Das rügte sogar 2004 der Bund der Steuerzahler (BdST) in seinem jährlichen Bericht über bundesweite Steuergelderverschwendungen. Bis heute heißt es lapidar beim Senat, dass irgendwann, sobald mal das Geld da ist, die alte Brückenführung in der Köpenicker Straße wiederhergestellt werden soll.
Jetzt beschäftigte sich eine Anfrage des Abgeordnetenhausmitgliedes Katrin Vogel (CDU) beim Berliner Senat mit dem aktuellen Stand in Sachen Altglienicker Brücke. Dabei war zu erfahren, es gebe für eine Sanierung der alten Brücke auch fast 20 Jahre nach Errichtung der Behelfsbrücke weiterhin keinen Termin. Verkehrsstaatssekretär Christian Gaebler informierte, das Wasser- und Schifffahrtsamt Berlin als Eigentümer der Brücke gehe unterdessen davon aus, dass eine Sanierung aus bautechnischen Gründen nicht möglich sei und man vielmehr einen Ersatzneubau verfolgen müsse. Dann heißt es auch: Für die 20 Jahre alte Behelfsbrücke bestehe eine Lebensdauer von 30 Jahren. Deren Verkehrssicherheit sei grundsätzlich gewährleistet, zumal diese auch im vergangenen Jahr noch einmal für 177.000 Euro zugunsten einer Fahrbahnerneuerung saniert wurde. Diese war notwendig, weil der Kurvenbereich zum Ernst-Ruska-Ufer hin bis auf das Fahrbahnblech abgefahren war.
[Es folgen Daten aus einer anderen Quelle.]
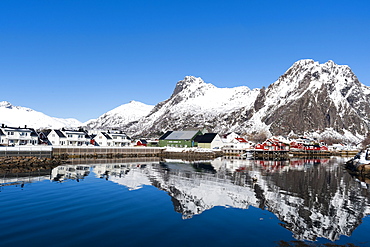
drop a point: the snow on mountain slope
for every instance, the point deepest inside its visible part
(120, 116)
(312, 96)
(17, 116)
(194, 104)
(309, 97)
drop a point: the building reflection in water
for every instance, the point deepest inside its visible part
(311, 197)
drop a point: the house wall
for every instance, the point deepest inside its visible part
(204, 145)
(217, 142)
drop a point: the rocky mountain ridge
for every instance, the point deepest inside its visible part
(323, 99)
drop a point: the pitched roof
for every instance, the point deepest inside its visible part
(60, 133)
(241, 140)
(181, 135)
(207, 138)
(165, 135)
(106, 135)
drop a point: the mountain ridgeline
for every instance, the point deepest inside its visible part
(323, 99)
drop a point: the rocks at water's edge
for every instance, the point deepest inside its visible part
(21, 164)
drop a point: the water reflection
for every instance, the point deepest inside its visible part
(313, 198)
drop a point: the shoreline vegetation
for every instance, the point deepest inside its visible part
(31, 163)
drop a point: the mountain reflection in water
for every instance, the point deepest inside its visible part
(313, 198)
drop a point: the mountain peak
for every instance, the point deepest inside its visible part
(5, 104)
(190, 83)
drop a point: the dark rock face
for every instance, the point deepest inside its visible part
(308, 97)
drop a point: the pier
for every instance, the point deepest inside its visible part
(30, 151)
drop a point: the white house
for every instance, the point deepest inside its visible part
(68, 137)
(10, 136)
(209, 140)
(228, 138)
(115, 139)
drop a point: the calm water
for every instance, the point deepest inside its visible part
(174, 203)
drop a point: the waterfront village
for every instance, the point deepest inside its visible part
(231, 144)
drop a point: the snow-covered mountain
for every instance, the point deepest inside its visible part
(17, 116)
(120, 116)
(324, 99)
(330, 211)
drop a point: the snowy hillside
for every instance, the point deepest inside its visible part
(309, 97)
(120, 116)
(195, 104)
(17, 116)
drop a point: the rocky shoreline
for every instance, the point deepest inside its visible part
(21, 164)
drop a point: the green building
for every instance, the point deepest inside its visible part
(179, 139)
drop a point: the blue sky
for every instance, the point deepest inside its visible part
(81, 59)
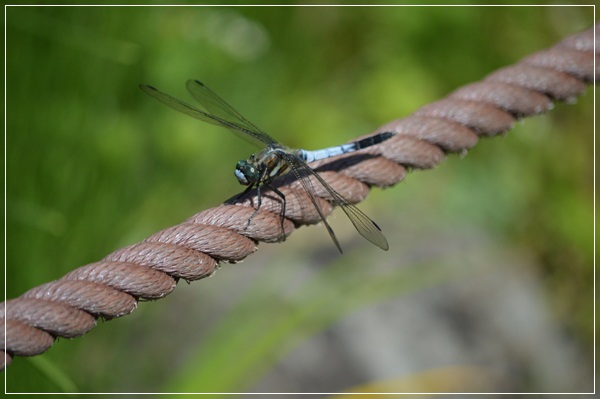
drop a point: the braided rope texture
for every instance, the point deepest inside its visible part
(70, 306)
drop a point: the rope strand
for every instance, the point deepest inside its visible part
(111, 287)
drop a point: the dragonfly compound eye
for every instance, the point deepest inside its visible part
(246, 173)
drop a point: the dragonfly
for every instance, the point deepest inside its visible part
(275, 159)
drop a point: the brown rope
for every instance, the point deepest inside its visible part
(70, 306)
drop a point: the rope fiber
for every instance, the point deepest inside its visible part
(70, 306)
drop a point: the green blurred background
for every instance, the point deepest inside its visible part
(93, 164)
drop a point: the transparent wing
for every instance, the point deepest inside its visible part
(363, 224)
(226, 117)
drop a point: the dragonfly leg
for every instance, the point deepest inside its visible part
(258, 203)
(282, 215)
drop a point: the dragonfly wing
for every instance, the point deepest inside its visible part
(363, 224)
(218, 107)
(297, 169)
(194, 112)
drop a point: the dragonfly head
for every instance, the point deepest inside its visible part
(246, 172)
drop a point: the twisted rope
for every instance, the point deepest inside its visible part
(111, 287)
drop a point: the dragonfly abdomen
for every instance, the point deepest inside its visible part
(311, 156)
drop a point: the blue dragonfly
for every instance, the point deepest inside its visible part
(275, 159)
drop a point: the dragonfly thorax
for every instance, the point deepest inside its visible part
(261, 168)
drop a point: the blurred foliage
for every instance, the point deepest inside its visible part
(92, 164)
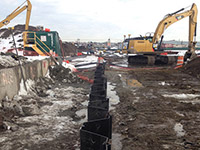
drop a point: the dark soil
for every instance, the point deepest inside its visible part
(193, 67)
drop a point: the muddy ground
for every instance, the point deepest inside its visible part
(158, 109)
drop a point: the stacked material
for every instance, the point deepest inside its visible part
(97, 132)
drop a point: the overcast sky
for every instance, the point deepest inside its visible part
(98, 20)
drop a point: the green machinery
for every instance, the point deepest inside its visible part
(44, 43)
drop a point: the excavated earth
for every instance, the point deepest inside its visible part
(158, 109)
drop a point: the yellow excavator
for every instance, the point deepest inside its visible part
(16, 12)
(147, 49)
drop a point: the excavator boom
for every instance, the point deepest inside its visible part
(16, 12)
(177, 16)
(148, 48)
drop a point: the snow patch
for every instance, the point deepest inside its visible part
(29, 83)
(178, 128)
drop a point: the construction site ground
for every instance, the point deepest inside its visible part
(152, 108)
Ein Anlass der Anfrage von Katrin Vogel waren aber auch einige auf der alten Brücke gesichtete Bauarbeiter. Mancher Altglienicker fragte sich, ob hier vielleicht doch bald etwas geschehe. Doch dem ist nicht wirklich so. Die alte Brücke muss vorerst weiter als Leitungsträger erhalten werden. Über und unter ihr verlaufen einige Gasleitungen, ein Frischwasserrohr der Berliner Wasserbetriebe sowie mehrere Kabel. Die besagten Bauarbeiter waren von der Telekom und erneuerten Telefonleitungen. Im Herbst werden dann nochmals Bauarbeiter anrücken, die einen bestimmten Zweck haben: Nachdem an der alten Brücke bereits die Fahrbahn entfernt wurde, nehmen diese sich dem alten Gehweg an. Gehwegplatten drohen zunehmend in den Kanal abzustürzen. Daher werden diese vollständig abgebaut. So steht mehr und mehr nur noch ein Stahlgerippe da.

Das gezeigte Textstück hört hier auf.